Zum einem unterstrich Nadine Kleinert ihre Klasse, Souveränität und Nervenstärke. Die Vizeweltmeisterin, gerade aus dem Trainingslager im warmen San Diego zurückgekehrt, schien mit Handschuhen und dicker Jacke bestens gerüstet für das Duell mit Petra Lammert zu sein. Doch die Neubrandenburgerin erwischte die Dauerrivalin mit einem 19,05-Meter-Stoß zum Auftakt eiskalt. Zwei Versuche brauchte Kleinert, um sich zu fangen (17,85/18,64). Dann wurde ihr aus dem Publikum eine Packung Hallorenkugeln gereicht. Die Magdeburgerin freute sich wie ein kleines Kind, dass es sich inzwischen herumgesprochen hat, dass sie die süßen Sünden "zum Fressen gern" hat und langte gleich zu. Und siehe da: Das "Doping" der besonderen Art wirkte sofort: 19,01 Meter. "Geht doch!", lautete der kurze Kommentar der 33-Jährigen, die sich im sechsten und letzten Versuch sogar noch auf 19,08 Meter steigern konnte. Lammert versuchte zu kontern, scheiterte aber ganz knapp: 19,05 Meter.

Hinterher strahlte die Siegerin die dunklen Wolken weg: "Mit der Weite bin ich mehr als zufrieden. Ich war nicht gerade die Frischeste, irgendwie steckt mir wohl noch der Jetlag in den Knochen.
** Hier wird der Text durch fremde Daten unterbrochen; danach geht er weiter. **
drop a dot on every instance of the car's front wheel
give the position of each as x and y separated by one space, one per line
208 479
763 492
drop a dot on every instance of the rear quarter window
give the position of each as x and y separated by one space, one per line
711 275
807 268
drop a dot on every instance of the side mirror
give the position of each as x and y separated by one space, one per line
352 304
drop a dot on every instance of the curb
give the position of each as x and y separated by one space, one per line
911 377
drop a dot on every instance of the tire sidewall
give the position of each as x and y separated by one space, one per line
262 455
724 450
So richtig habe ich keinen Stoß getroffen, aber zumindest stimmte es beim letzten Versuch wenigstens von den Beinen her", freute sich Kleinert, dass sie ihre Rivalin in Schach halten konnte. Und auch Trainer Klaus Schneider war zufrieden: "Wichtig war, dass sich Nadine von den ersten misslungenen Versuchen nicht hat aus der Ruhe bringen lassen und im letzten Versuch noch einmal kontern konnte. So etwas ist vor allem für den Kopf gut."
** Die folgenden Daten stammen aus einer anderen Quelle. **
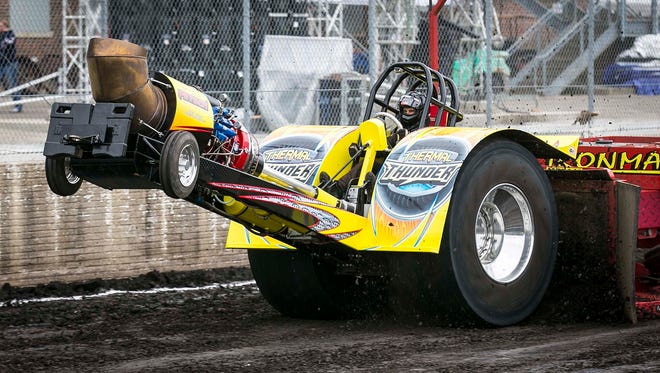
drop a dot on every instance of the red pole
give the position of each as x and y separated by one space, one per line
433 34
Gut, besser, Bestleistung – das war das Motto von Martin Wierig. Der 22-jährige Magdeburger pirschte sich von Versuch zu Versuch an die EM-Norm von 64 Metern heran. Im letzten Versuch dann segelte die Diskusscheibe auf 64,52 Meter. Dass der neue Hausrekord "nur" zu Rang drei reichte, konnte dem "überglücklichen" Youngster nichts anhaben, denn vor ihm lagen mit Robert Harting (66,37) und Piotr Malachowski (Polen/65,15) keine Geringeren als der Weltmeister und der WM-Zweite von Berlin. "Mir fällt erstmal ein Stein vom Herzen. Jetzt muss ich die Weite noch einmal bestätigen und mein Ziel, die EM in Barcelona, ist erreicht", freute sich Wierig über "die halbe Miete".

Top-Weiten gab es auch im Hammerwerfen: Betty Heidler gewann mit 75,24 Metern die WM-Revanche gegen Weltmeisterin Anita Wlodarczyk aus Polen (74,00). Bei den Männern erreichte Markus Esser als einer von insgesamt sieben deutschen Werfern in Halle mit 78,87 m die EM-Norm. Damit verwies er den WM-Sechsten Sergej Litvinov (Frankfurt/78,47) auf Rang zwei.

Dagegen konnte Lokalmatadorin Nadine Müller nicht wie erhofft auftrumpfen. Nach ihrer Jahres-Weltbestleistung von 67,78 m vor einer Woche in Wiesbaden kam die Diskuswerferin ausgerechnet beim Heimspiel nur auf 62,34 m und verlor knapp gegen die Chinesin Yanfeng Li (62,97).